When Jill releases us to our regular workstations, Ezra is quiet, still pissed about everything James said. He glances at me over and over again, like he’s waiting for permission to ask if I’m all right. Neither of us speaks for a few minutes, but the truth is building inside me, and even if I don’t want to admit it, I know I have to.
I glance around, even though it’s just the two of us in this corner, and lean in to whisper. “It wasn’t Declan.”
He narrows his eyes in confusion for a second, before the realization makes them widen. “What? How do you know?”
“He told me himself. We were texting. He was going on about how he’d never do something like that, and he feels sorry for me.”
Ezra’s eyes soften. “Really?”
When I look around the edge of the wall I’m working on, I can see Declan in the far corner, his back to the classroom. “Yes. But then he went on to say that he also hates me, so he’s still an asshole.”
Ezra sighs. “Oh.” We each have our globs of acrylic, paintbrushes poised and ready. “What’re you going to do?” he whispers.
“I don’t know. Try to find out who actually did it, I guess. I mean, I have no idea how.”
“Yeah,” he mumbles. “I could ask Marisol if she knows anything. She might’ve heard a rumor or something.”
I don’t want Marisol anywhere near this, not when she’s done her own damage. “I don’t think that’s a good idea.”
Ezra frowns at me. “What’s wrong with asking Marisol?”
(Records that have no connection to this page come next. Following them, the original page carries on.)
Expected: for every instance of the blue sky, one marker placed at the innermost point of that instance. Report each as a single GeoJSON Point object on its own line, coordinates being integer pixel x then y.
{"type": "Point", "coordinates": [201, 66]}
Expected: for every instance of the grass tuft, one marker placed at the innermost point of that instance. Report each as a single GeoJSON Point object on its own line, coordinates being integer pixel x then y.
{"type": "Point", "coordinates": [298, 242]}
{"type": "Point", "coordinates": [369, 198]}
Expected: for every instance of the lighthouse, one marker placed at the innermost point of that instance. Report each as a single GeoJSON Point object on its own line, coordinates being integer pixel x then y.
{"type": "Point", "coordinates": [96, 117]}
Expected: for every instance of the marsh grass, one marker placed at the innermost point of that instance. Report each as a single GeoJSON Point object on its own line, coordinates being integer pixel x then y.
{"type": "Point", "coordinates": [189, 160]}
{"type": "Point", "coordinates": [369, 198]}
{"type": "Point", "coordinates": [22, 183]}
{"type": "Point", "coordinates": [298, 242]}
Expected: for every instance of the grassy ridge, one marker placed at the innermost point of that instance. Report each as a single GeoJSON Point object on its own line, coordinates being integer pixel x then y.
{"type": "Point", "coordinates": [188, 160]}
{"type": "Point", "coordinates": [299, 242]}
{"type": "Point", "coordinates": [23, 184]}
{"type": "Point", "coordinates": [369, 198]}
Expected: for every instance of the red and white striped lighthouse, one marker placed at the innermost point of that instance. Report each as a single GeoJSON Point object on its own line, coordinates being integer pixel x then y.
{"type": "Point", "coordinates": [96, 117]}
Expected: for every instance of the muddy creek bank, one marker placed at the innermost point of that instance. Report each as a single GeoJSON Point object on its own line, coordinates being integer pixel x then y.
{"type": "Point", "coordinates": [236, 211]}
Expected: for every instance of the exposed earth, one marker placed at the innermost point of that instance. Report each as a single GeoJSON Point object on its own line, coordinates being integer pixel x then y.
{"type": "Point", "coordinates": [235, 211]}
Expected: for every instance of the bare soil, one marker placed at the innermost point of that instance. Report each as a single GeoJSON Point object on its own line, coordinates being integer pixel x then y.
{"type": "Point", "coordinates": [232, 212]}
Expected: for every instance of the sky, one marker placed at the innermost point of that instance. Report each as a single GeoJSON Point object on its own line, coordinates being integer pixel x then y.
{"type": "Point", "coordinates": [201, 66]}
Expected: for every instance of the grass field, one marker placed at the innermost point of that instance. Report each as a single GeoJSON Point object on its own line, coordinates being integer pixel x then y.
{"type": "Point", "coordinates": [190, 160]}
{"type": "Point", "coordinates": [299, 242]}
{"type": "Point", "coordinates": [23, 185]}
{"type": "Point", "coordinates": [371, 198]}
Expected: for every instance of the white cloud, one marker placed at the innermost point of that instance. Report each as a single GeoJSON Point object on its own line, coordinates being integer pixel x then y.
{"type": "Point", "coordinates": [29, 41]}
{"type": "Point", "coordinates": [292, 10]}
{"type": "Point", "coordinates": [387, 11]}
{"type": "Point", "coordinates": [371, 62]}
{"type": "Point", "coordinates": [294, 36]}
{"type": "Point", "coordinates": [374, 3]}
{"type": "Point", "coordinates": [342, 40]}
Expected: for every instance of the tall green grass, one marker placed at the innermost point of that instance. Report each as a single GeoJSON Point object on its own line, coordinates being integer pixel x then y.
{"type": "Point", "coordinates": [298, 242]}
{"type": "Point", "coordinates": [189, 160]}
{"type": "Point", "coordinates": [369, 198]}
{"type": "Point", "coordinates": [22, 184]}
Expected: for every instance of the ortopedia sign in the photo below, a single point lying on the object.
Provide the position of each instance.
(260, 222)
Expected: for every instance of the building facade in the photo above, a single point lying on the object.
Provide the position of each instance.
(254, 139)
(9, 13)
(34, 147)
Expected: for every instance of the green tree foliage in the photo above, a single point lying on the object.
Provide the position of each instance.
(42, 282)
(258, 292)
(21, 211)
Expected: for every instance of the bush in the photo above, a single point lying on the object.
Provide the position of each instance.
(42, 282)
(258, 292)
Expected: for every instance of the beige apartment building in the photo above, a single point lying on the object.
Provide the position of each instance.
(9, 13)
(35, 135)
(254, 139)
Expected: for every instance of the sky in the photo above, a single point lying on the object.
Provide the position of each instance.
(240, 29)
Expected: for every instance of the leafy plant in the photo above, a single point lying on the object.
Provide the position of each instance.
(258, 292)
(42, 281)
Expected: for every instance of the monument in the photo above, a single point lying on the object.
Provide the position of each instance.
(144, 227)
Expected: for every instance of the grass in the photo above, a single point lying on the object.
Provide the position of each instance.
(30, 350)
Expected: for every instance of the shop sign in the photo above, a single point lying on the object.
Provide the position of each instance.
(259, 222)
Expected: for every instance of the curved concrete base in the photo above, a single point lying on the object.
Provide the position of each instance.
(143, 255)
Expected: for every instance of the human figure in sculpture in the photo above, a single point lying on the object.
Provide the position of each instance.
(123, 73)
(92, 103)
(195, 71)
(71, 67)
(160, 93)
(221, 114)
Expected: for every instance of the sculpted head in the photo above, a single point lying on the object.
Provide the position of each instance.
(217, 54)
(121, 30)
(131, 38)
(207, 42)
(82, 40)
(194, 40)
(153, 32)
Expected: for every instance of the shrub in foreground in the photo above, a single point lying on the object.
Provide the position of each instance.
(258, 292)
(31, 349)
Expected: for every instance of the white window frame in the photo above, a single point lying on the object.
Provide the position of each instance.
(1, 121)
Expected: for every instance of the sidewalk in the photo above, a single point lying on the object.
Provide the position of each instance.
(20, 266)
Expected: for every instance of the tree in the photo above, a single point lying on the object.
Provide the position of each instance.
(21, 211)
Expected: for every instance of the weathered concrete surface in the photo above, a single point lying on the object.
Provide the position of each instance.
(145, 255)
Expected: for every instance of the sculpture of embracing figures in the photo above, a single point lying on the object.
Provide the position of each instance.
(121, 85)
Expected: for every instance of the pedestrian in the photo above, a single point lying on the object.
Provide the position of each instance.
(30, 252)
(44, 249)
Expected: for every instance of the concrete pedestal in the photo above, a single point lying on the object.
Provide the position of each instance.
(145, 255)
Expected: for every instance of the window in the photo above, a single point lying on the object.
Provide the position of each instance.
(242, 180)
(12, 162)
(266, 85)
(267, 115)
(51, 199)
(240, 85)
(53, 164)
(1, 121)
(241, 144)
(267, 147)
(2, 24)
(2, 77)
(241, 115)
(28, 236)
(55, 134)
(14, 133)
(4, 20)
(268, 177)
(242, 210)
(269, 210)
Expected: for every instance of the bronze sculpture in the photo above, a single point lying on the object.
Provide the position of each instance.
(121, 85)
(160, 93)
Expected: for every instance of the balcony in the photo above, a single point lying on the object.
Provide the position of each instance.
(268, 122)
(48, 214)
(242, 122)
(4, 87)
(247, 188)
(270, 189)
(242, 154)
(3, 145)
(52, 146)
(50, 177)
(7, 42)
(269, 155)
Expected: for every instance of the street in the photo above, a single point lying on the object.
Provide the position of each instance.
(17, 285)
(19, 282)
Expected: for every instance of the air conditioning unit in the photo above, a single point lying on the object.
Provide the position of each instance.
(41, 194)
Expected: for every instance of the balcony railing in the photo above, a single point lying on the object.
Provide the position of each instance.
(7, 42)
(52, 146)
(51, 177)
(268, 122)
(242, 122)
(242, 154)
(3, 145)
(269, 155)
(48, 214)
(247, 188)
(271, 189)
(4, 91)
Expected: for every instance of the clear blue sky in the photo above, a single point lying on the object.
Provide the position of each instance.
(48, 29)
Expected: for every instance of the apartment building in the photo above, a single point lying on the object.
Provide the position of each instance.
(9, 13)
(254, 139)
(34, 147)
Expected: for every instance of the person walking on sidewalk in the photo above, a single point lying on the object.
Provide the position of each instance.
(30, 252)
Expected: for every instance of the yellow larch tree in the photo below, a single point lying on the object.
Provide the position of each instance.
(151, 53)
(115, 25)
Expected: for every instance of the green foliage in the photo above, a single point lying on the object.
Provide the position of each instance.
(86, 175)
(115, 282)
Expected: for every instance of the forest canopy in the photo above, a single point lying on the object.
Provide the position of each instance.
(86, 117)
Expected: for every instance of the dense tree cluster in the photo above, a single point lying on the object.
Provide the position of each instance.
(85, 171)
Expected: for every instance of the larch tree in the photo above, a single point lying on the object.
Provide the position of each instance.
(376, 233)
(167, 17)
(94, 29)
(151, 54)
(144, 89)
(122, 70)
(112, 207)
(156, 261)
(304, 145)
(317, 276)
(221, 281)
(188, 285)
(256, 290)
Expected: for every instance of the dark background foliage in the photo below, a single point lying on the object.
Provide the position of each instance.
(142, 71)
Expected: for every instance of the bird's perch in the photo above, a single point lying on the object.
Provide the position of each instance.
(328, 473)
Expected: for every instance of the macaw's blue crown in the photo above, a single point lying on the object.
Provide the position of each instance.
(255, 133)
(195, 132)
I don’t want to get into it now, but Ezra’s watching me, waiting for an answer. I shrug. “Nothing. I just wonder if . . .” I glance around the corner again, eyes scanning the room. Leah is toward the front, painting a rose on her canvas.
“How likely do you think it is that the person who did the gallery is a photography student?” I ask Ezra.
He thinks about it for a second. “Pretty likely, I guess.”
I hesitate. “Maybe we should talk to Leah.”
“You think it was Leah?”
“No—I mean, I guess it’s impossible to know for sure, but I don’t think it was her. But maybe she has an idea of who it could’ve been. She might’ve noticed someone in her class talking shit about me or something.”
He nods. “Okay, yeah. Let’s grab her after class.”